Several organizations representing physician and patient interests filed amicus briefs in support of the U.S. Food and Drug Administration defense of its final rule on laboratory-developed test (LDT) regulation.
The Center for Science in the Public Interest, an independent consumer advocacy organization, filed an amicus brief in the Eastern District of Texas in support of the FDA cross-motion for summary judgment against the motions of the plaintiffs — the American Clinical Laboratory Association and the Association for Molecular Pathology — for summary judgment. The plaintiffs are challenging the regulation of LDTs “as exceeding FDA’s statutory authority and as arbitrary and capricious in violation of the Administrative Procedure Act.”
Briefs were also filed by practicing physicians and experts in pharmaceutical and medical device regulatory policy, on behalf of Democracy Forward, and concurrently by the following nonprofit public health advocacy organizations: Public Citizen, American Cancer Society Cancer Action Network, Association for Clinical Oncology, Friends of Cancer Research, National Brain Tumor Society, and Ovarian Cancer Research Alliance.

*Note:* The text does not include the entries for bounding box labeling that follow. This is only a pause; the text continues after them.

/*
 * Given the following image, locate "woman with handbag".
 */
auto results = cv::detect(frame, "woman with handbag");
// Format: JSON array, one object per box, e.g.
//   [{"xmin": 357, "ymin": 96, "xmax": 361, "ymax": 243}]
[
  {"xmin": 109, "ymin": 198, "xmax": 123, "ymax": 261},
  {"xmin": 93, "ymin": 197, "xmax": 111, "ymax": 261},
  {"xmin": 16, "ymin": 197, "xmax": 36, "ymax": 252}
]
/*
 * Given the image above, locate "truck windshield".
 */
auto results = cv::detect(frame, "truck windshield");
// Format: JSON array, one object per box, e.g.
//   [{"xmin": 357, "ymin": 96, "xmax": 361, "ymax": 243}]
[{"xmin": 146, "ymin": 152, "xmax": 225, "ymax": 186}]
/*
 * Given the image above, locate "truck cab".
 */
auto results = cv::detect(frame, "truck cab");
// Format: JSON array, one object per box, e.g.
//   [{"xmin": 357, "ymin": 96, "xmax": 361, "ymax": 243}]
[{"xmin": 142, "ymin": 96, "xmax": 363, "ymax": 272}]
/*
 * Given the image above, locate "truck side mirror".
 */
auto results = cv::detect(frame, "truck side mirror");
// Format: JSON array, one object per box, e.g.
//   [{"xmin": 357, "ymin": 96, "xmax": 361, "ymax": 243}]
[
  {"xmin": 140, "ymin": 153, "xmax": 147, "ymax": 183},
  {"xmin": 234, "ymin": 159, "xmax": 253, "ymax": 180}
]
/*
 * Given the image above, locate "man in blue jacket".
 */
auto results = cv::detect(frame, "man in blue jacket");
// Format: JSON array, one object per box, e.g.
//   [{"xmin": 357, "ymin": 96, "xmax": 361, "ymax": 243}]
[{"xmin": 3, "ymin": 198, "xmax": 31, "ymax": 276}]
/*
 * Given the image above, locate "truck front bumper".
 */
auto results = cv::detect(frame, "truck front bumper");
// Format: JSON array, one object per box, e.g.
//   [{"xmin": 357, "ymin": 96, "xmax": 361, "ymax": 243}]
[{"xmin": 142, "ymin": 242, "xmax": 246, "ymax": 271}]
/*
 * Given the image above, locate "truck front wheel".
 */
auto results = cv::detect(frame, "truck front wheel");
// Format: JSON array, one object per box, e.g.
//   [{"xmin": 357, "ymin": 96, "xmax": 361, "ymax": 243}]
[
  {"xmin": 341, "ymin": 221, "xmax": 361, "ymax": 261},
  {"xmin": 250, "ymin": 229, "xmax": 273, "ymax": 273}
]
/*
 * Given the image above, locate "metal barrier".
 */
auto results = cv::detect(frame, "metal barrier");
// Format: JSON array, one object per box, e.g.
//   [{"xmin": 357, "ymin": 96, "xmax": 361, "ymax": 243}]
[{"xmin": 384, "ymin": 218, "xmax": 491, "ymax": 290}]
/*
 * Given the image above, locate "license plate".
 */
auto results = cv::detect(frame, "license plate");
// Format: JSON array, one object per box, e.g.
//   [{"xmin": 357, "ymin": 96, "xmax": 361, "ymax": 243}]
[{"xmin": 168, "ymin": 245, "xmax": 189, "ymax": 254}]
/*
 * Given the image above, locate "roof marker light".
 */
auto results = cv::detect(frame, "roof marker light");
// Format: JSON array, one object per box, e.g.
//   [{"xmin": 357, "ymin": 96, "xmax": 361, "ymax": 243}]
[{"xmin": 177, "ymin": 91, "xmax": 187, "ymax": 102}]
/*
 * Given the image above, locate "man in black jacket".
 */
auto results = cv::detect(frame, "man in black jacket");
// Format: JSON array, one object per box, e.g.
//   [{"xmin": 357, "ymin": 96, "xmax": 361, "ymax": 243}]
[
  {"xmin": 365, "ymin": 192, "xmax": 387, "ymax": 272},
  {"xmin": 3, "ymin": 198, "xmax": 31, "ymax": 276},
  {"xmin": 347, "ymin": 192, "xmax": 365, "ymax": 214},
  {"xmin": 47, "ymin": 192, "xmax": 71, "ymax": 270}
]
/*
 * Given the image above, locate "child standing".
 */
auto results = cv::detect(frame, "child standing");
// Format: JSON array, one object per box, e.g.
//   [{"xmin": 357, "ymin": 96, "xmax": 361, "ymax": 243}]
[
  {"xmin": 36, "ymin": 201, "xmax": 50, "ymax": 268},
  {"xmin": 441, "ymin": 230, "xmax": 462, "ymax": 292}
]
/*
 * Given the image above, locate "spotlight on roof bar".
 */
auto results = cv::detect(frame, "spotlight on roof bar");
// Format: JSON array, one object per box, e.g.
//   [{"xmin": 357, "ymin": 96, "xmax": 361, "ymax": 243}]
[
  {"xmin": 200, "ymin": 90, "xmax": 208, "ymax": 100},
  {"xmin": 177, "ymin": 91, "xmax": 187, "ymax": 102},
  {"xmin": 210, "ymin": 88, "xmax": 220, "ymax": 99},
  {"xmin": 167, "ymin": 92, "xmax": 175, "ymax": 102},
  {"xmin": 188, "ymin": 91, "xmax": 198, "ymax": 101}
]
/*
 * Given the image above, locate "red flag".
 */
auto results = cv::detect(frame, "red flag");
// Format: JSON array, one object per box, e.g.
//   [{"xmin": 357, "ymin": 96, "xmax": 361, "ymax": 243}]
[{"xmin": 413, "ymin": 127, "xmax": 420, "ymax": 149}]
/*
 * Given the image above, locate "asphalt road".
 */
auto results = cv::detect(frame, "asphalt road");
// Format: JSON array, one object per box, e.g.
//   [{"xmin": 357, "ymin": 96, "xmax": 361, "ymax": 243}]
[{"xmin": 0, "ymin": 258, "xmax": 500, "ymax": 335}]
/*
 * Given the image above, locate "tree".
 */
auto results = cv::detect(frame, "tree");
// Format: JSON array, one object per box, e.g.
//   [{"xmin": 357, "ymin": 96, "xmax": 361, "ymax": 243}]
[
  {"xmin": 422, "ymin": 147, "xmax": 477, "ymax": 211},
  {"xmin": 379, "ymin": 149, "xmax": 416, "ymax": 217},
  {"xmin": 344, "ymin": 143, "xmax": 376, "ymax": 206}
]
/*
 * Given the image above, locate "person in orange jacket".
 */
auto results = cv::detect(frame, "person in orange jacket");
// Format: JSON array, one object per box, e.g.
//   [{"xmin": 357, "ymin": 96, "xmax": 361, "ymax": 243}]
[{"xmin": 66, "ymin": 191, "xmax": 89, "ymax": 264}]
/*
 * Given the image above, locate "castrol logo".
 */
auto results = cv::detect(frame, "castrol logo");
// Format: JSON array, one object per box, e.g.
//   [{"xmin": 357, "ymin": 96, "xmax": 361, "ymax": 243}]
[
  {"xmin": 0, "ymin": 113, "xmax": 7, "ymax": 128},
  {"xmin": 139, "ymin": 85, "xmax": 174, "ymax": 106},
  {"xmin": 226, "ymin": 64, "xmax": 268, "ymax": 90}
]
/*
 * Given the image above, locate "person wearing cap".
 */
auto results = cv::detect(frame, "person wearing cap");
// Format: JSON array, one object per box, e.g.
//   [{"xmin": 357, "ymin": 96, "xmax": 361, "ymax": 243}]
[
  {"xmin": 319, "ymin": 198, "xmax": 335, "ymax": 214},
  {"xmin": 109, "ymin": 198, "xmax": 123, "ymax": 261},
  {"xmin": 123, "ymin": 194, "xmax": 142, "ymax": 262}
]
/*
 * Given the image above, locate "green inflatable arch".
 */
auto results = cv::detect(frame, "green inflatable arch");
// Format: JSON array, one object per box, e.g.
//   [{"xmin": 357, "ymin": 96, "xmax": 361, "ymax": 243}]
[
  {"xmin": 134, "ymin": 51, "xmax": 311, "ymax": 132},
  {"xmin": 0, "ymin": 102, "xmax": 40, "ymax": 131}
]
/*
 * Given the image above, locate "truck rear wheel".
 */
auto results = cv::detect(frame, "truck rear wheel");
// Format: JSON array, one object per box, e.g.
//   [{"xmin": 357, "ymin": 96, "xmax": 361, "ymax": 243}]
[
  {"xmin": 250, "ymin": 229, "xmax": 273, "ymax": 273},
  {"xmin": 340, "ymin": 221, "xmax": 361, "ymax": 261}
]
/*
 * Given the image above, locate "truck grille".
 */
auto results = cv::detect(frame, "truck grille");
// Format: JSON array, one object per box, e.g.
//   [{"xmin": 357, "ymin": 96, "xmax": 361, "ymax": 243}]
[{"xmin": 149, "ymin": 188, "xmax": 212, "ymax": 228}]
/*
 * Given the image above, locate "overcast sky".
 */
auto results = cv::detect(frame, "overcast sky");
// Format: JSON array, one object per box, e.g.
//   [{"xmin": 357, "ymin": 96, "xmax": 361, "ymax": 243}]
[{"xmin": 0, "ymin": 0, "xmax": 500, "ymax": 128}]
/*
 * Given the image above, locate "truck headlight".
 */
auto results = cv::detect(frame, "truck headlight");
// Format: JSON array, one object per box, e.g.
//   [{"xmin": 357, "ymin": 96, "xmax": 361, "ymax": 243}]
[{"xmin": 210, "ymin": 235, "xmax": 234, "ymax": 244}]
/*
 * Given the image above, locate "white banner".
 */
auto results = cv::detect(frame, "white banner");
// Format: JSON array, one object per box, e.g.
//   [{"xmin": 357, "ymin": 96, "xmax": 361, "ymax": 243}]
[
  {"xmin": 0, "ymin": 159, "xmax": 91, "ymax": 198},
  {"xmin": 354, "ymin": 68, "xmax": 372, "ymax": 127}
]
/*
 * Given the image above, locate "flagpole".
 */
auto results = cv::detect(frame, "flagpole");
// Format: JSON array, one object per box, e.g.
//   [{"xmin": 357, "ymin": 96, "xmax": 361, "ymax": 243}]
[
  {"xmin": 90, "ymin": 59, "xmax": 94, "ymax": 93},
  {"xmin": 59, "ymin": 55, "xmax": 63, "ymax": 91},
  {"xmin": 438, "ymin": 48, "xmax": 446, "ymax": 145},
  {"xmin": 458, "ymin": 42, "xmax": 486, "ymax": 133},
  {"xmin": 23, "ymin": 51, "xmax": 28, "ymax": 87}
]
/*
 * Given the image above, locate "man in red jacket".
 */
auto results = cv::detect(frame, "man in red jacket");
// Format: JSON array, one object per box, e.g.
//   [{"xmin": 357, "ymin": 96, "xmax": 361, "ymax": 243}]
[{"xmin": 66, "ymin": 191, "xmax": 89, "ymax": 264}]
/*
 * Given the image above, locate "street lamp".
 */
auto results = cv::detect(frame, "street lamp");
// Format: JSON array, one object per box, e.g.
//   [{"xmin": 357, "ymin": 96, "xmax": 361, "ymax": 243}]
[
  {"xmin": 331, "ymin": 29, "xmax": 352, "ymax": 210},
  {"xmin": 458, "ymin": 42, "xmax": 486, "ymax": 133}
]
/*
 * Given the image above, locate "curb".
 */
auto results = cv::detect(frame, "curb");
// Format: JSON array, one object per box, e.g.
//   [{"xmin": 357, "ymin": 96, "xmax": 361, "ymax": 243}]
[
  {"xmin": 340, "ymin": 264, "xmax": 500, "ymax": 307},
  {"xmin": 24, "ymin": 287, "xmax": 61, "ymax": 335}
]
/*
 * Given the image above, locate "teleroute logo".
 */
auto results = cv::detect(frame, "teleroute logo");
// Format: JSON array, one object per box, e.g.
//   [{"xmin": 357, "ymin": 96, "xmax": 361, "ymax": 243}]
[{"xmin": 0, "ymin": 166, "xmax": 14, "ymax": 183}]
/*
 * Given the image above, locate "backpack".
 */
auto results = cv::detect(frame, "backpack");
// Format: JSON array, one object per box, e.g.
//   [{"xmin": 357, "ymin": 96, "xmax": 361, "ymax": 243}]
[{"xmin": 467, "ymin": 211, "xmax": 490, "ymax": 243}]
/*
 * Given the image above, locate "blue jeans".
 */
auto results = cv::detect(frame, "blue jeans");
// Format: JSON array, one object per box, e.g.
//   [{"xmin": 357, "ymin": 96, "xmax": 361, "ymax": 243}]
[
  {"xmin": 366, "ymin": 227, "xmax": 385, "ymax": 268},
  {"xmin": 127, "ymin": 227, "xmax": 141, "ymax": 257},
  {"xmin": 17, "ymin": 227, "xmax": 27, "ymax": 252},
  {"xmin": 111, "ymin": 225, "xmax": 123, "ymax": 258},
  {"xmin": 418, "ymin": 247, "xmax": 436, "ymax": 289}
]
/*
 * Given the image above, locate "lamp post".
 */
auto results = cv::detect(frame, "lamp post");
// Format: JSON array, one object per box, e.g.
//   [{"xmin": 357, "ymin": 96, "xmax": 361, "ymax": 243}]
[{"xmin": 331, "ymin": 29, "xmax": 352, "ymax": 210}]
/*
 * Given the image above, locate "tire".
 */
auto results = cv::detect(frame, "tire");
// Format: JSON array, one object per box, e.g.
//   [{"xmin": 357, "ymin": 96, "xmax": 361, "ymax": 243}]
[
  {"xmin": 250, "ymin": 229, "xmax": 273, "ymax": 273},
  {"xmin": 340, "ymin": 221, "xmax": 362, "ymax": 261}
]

The briefs urge the court to deny the plaintiffs’ motions to vacate the LDT final rule. They contextualize the issue of the FDA responsibility to regulate LDTs and offer support for the provisions of the final rule, arguing that the FDA has long regulated in vitro diagnostic tests, of which LDTs are a subset. Additionally, the briefs expound on the notion that the Food, Drug, and Cosmetics Act and the Clinical Laboratory Improvement Amendments of 1988 are not mutually exclusive but complementary pieces of legislation when it comes to the regulation of these tests and the associated laboratories.